I have taught a class on ethics for police over the course of 36 years, at two different universities, and continue to teach the subject online. With absolute certainty, I can tell you that the vast majority of the students in my classes want to become police officers to help their communities, to help people. Whether white, black, brown, Latino, Asian, male or female, their answer to the question of “why become a police officer?” is the same.
Occasionally, a recent veteran of the armed forces wants to relive the combat high, but even those folks are few and far between. So what happens? Several dynamics are at play.
There are centuries of culture, supported by instructors’ war stories that undermine and negate the little bit of ethics offered in most police training.
As in low-level military combat, officers are trained for the worst and then wait and wait—their trigger finger honed and ready—while nothing dramatic happens. When trouble does start, they overreact.The U.S. military is over-producing weapons of war; it had to get rid of the surplus somewhere, and police departments were its target clientele.

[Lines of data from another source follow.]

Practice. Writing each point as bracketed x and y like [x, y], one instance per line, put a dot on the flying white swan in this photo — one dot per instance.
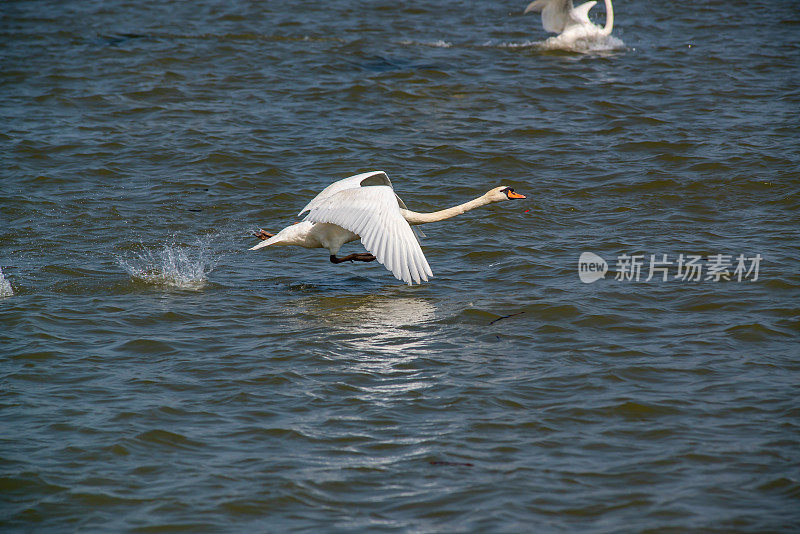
[570, 22]
[365, 206]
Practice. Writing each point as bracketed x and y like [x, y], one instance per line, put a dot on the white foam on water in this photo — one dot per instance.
[578, 43]
[171, 265]
[583, 43]
[5, 286]
[433, 44]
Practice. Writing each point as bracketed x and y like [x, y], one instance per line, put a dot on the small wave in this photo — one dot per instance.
[171, 265]
[5, 286]
[582, 43]
[434, 44]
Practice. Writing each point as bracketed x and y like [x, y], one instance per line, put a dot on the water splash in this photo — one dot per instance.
[171, 265]
[433, 44]
[582, 41]
[5, 286]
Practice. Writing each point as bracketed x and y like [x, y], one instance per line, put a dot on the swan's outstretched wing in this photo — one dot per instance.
[556, 14]
[581, 13]
[372, 213]
[353, 182]
[359, 180]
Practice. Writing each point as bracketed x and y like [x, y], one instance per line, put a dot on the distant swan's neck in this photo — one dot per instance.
[609, 19]
[414, 217]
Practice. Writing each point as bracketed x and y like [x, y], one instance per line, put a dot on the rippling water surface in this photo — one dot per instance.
[157, 375]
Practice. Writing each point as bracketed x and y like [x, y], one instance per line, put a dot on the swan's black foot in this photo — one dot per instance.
[262, 234]
[363, 256]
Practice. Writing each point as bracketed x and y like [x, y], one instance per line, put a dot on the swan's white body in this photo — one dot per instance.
[569, 22]
[365, 206]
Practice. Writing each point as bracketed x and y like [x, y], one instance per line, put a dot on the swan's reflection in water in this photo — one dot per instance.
[379, 331]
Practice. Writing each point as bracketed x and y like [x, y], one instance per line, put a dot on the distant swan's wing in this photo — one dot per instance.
[353, 182]
[373, 214]
[556, 14]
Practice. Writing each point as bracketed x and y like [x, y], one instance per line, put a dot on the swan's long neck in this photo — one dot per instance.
[414, 217]
[609, 19]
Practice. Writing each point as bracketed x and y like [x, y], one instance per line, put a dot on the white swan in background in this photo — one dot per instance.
[570, 22]
[365, 206]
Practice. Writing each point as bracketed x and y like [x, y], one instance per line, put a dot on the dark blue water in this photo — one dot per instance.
[156, 375]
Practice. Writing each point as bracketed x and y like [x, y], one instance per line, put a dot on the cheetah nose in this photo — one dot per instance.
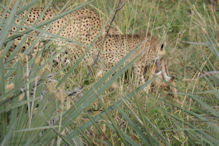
[158, 73]
[166, 77]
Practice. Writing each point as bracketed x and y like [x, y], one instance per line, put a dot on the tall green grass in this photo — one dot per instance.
[125, 116]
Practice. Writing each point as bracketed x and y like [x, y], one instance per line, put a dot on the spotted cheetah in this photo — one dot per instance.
[76, 31]
[84, 26]
[150, 50]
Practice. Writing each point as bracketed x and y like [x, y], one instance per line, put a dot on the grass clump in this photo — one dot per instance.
[34, 110]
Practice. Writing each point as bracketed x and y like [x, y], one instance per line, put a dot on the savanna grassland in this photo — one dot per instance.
[112, 110]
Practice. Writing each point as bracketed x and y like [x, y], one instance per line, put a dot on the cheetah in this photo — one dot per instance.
[76, 31]
[84, 26]
[151, 51]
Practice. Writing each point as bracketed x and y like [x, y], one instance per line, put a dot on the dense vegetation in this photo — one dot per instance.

The final dynamic is the nature of the job itself. After 9/11, police and firefighters were the nation’s heroes, and Criminal Justice programs witnessed big bumps in enrollment. Years later, those heroes are still fighting for medical care and other support. Today they find themselves viewed not as heroes, but as enemies of the people. When you are the victim, you want police assistance. When you are the perpetrator, police are the last people you want to see. Speeders curse the highway patrol officer who stops them in an effort to reduce traffic fatalities.
Police are asked to enforce unenforceable and unpopular laws. They are called to areas where the perception of crime—e.g., victimization of the elderly—far outstrips the reality of need. They serve communities with a history of police neglect and abuse, creating tension and hostility between residents and law enforcement, even when the police are there to help.
So, no, all police are not bad. Making claims of universal, widespread police corruption is not helpful. Do we need reform? You bet we do. Do we need to rein in costs and redirect money to community needs? Yes. Do we need leadership that can navigate the current critical situation rationally and effectively? Yes. Do we see that kind of leadership at the federal level? No.
We cannot go back to the status quo, but going forward should not negate the contribution of those officers who have committed themselves to the public good.